If the world had used Mesa instead of C, computing would have been far
less buggy.
That's for certain. It's one of several systems programming languages
with safety: the Solo operating system in Concurrent Pascal is another
example.
Mesa was a hard-compiled language, but it had
concurrency,
monitors, co-routines ("ports", similar to Go channels), strong type
safety, and a sane way to pass arrays around. In the 1970s.
(I should donate this stuff to the Computer Museum. I just found the
Scan & publish the documents first, if that can be done without
guillotining -- because they won't.
[Actually if anyone knows who accepts paper documents, please comment;
currently I know Jason Scott / Internet Archive does? I plan to scan a
lot of what I have then divest the paper.]
original DEC Small Computer Manual, many 1960s UNIVAC
mainframe
manuals, and a reel of UNIVAC I steel magnetic tape.)
?
I knew that the original Smalltalk boxes weren't Smalltalk all the way
down to the metal, and that there was an OS and language, Mesa,
underneath... but I didn't know it was used for anything much *else*
or that some considered it important.
Anyone here know or remember Mesa? I'd like to hear more about it.

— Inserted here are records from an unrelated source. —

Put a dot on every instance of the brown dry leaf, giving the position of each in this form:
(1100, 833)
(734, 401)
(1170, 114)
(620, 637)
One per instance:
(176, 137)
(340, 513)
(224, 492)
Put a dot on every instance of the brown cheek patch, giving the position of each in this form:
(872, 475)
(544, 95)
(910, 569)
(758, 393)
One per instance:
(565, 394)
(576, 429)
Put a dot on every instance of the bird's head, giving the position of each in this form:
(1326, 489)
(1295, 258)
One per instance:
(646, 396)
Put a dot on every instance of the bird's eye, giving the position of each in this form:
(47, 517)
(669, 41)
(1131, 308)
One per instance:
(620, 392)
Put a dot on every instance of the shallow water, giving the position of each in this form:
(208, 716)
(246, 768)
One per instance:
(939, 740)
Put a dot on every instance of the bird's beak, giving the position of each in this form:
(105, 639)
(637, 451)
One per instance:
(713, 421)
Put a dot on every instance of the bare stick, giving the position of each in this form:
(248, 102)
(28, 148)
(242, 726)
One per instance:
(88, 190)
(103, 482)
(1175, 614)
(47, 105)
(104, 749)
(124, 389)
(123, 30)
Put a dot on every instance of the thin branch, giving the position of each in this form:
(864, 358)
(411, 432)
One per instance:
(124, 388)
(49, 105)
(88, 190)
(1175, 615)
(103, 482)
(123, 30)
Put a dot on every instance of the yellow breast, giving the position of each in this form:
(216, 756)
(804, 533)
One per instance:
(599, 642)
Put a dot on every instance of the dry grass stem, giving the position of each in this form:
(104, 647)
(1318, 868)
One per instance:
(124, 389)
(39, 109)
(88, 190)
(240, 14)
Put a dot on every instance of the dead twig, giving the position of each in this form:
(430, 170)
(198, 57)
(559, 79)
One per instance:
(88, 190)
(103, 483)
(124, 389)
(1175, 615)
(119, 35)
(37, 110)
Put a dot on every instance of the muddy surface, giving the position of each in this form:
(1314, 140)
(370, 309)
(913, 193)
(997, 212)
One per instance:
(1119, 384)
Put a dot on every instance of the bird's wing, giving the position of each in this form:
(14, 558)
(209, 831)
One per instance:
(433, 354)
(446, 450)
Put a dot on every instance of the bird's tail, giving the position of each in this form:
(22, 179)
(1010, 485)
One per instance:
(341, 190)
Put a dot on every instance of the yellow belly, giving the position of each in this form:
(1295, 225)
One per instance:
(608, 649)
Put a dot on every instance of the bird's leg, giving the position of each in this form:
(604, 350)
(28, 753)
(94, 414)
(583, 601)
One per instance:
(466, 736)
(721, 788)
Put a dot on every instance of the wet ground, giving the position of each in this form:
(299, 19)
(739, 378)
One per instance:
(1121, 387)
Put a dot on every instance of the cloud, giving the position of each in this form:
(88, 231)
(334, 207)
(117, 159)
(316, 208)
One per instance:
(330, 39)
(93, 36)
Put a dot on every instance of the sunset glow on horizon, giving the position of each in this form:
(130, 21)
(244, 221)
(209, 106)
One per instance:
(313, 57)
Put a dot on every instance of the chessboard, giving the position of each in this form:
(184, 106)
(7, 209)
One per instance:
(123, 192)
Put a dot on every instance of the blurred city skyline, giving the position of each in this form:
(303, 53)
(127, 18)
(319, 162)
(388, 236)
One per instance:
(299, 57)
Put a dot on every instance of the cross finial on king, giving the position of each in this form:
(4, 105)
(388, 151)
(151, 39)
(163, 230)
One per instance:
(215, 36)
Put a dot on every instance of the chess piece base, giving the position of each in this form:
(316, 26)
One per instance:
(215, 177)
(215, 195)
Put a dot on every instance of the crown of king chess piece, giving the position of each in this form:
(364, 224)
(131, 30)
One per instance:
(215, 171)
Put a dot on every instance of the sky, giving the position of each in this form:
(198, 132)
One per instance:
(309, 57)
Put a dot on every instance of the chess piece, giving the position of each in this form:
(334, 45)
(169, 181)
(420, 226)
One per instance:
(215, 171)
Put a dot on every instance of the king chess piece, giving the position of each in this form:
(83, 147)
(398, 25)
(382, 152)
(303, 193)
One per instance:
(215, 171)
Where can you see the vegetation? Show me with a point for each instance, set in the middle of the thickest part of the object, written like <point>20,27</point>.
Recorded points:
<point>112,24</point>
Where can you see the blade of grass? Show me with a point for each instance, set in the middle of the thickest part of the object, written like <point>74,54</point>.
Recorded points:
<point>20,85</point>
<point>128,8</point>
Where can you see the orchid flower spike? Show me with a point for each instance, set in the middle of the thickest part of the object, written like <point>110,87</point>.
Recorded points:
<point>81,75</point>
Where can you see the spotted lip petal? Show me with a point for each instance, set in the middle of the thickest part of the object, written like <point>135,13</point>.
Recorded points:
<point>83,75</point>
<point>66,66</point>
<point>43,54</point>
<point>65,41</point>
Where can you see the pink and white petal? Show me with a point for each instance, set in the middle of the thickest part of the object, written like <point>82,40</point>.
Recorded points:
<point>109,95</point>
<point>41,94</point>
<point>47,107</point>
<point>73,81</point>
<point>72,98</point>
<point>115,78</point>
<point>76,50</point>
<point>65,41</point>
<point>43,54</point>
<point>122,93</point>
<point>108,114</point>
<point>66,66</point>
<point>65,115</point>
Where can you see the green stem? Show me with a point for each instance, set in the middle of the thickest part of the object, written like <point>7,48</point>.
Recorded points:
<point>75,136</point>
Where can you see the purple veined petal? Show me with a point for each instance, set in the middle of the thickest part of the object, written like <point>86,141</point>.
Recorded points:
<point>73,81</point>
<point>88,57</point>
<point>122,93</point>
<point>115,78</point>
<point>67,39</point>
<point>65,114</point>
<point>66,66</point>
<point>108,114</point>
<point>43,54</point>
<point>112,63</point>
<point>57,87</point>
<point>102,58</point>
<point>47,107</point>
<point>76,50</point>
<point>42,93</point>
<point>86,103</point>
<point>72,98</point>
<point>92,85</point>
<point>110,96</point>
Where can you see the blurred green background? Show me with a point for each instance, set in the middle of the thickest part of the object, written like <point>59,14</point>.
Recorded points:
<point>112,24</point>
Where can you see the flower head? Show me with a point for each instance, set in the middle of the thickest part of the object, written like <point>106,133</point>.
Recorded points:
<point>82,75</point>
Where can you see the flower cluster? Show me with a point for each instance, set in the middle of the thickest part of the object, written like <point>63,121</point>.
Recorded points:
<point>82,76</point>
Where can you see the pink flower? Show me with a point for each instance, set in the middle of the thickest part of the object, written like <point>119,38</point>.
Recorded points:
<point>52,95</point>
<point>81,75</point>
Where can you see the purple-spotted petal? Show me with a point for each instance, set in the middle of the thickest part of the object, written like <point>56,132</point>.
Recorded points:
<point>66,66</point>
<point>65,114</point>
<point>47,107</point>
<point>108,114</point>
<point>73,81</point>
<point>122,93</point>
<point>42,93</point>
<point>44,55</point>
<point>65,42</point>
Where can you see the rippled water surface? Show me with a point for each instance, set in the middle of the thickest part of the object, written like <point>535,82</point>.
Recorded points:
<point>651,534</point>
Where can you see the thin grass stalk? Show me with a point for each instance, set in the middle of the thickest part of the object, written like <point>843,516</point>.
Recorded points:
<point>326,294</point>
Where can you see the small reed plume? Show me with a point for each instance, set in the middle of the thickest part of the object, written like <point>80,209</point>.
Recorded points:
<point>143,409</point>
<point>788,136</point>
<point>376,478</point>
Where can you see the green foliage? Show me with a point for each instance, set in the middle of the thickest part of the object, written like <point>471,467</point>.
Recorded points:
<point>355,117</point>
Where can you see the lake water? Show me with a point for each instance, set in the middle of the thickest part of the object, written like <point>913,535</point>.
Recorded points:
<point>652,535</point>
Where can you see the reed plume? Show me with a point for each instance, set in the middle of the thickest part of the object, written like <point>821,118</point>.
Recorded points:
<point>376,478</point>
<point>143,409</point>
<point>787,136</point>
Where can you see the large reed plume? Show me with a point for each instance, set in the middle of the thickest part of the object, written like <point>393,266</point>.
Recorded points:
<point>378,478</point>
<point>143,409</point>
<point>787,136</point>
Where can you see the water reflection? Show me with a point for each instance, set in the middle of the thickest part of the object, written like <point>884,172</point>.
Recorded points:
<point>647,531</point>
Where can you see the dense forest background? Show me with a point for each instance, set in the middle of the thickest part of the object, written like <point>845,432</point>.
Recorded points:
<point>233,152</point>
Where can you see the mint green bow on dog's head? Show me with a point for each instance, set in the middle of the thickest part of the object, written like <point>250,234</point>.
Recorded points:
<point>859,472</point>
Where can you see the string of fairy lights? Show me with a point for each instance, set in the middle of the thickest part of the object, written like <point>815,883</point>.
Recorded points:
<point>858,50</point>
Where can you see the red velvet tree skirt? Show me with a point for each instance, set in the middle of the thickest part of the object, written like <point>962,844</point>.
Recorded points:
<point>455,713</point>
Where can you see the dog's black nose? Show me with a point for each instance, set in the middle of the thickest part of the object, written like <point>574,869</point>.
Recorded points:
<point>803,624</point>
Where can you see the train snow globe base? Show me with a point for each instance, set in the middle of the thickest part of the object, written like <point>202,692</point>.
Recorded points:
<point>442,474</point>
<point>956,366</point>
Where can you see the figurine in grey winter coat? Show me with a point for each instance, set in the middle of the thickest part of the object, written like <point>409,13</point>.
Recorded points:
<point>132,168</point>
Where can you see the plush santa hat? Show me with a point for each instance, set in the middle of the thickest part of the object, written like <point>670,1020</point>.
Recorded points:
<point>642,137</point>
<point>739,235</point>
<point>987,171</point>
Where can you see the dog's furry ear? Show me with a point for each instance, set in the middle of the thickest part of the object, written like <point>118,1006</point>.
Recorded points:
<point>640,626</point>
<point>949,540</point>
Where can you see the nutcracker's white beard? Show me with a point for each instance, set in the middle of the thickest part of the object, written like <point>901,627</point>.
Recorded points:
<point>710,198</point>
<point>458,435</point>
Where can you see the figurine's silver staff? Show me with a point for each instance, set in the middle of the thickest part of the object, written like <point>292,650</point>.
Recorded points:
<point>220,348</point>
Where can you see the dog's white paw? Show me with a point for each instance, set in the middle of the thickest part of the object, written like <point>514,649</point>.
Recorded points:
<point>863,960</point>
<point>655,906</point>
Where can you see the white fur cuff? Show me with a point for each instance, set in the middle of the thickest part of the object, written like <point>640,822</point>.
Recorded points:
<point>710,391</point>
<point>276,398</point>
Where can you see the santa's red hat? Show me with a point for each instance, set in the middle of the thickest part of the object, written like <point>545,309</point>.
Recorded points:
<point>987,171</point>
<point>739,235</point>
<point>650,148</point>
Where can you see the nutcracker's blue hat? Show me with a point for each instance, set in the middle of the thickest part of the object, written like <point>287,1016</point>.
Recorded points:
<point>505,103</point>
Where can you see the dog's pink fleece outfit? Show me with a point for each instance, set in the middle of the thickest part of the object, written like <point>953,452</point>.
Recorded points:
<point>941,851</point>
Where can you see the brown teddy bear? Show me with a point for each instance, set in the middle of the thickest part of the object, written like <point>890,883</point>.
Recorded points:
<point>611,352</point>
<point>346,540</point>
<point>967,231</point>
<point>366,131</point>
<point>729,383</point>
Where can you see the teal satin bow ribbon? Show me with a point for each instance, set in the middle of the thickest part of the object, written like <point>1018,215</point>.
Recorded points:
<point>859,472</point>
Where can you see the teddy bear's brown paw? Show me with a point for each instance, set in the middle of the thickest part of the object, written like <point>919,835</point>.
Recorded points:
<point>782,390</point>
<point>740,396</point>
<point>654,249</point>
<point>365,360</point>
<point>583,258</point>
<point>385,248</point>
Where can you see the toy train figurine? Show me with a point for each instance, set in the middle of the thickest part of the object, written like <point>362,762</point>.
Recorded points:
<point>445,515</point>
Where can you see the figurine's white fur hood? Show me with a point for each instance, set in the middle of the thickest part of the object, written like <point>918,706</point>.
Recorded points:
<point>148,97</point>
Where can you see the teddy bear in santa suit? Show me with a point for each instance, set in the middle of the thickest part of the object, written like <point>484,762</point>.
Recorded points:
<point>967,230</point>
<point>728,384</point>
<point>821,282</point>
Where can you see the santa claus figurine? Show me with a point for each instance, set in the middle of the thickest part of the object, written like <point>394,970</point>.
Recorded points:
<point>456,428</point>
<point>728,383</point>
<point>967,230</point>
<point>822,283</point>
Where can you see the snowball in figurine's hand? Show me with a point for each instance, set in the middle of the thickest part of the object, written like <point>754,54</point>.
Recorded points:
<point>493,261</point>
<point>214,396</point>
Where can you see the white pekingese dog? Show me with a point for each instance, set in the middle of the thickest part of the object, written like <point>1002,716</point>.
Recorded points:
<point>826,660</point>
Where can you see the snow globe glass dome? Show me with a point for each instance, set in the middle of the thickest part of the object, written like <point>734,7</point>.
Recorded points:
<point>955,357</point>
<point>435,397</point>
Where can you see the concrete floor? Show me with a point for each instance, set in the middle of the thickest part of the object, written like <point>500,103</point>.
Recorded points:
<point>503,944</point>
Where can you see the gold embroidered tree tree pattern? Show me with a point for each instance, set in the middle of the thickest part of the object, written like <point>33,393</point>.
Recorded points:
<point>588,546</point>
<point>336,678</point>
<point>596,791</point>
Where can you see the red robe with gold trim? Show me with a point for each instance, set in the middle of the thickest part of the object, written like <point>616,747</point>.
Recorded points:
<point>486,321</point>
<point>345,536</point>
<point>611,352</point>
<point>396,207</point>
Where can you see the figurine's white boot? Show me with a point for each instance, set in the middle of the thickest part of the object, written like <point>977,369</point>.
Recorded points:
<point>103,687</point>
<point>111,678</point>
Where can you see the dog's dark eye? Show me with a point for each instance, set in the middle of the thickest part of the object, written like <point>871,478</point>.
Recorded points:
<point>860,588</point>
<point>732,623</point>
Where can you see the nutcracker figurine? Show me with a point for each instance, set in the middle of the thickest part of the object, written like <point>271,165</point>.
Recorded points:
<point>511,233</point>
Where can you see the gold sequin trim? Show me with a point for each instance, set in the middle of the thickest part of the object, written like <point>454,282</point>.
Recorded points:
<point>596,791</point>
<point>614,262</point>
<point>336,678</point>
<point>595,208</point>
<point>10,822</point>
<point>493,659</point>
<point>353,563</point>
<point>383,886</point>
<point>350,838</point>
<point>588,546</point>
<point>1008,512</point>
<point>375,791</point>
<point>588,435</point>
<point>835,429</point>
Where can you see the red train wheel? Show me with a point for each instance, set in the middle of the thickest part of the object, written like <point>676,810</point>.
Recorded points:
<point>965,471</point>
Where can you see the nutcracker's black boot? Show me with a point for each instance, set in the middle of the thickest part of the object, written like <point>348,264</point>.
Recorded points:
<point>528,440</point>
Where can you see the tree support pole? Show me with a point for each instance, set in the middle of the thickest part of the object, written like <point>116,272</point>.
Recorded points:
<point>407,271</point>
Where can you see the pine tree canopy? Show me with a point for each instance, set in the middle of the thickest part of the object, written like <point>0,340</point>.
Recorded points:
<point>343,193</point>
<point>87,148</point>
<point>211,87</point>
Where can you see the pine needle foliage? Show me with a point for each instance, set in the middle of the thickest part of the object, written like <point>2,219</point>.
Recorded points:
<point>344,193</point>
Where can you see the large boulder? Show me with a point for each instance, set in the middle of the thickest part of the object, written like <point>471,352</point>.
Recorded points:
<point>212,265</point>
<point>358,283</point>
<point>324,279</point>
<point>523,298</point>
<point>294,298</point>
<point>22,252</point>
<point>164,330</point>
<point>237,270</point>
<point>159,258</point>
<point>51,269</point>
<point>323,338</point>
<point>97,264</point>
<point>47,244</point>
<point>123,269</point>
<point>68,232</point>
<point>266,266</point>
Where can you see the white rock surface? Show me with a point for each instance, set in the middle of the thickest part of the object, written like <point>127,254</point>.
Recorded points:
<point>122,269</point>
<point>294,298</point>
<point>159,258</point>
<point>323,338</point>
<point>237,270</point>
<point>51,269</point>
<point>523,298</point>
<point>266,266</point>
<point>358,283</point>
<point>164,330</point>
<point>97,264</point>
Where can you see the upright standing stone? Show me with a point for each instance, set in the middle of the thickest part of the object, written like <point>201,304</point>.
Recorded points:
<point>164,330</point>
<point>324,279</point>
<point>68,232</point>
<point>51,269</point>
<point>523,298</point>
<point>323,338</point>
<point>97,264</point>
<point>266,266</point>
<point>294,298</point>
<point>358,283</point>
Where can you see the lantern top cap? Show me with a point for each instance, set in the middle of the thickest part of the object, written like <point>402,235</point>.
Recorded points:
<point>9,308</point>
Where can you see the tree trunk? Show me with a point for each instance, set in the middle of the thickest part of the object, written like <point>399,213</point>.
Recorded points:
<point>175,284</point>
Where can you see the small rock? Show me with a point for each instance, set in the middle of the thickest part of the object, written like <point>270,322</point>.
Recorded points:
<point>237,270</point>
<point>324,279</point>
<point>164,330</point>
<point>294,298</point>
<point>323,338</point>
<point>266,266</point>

The operating system "Pilot" was written in Mesa. A relevant paper is
reprinted in Brinch Hansen's "Classic Operating Systems": "Pilot: An
Operating System for a Personal Computer" (1980).
Another paper cited in the book is "Early experience with Mesa,"
Geschke, C.M., J.H. Morris Jr., and E.H. Satterthwaite, Comm. ACM 20, 8
(Aug 1977). (later, Geschke was a cofounder of Adobe Systems).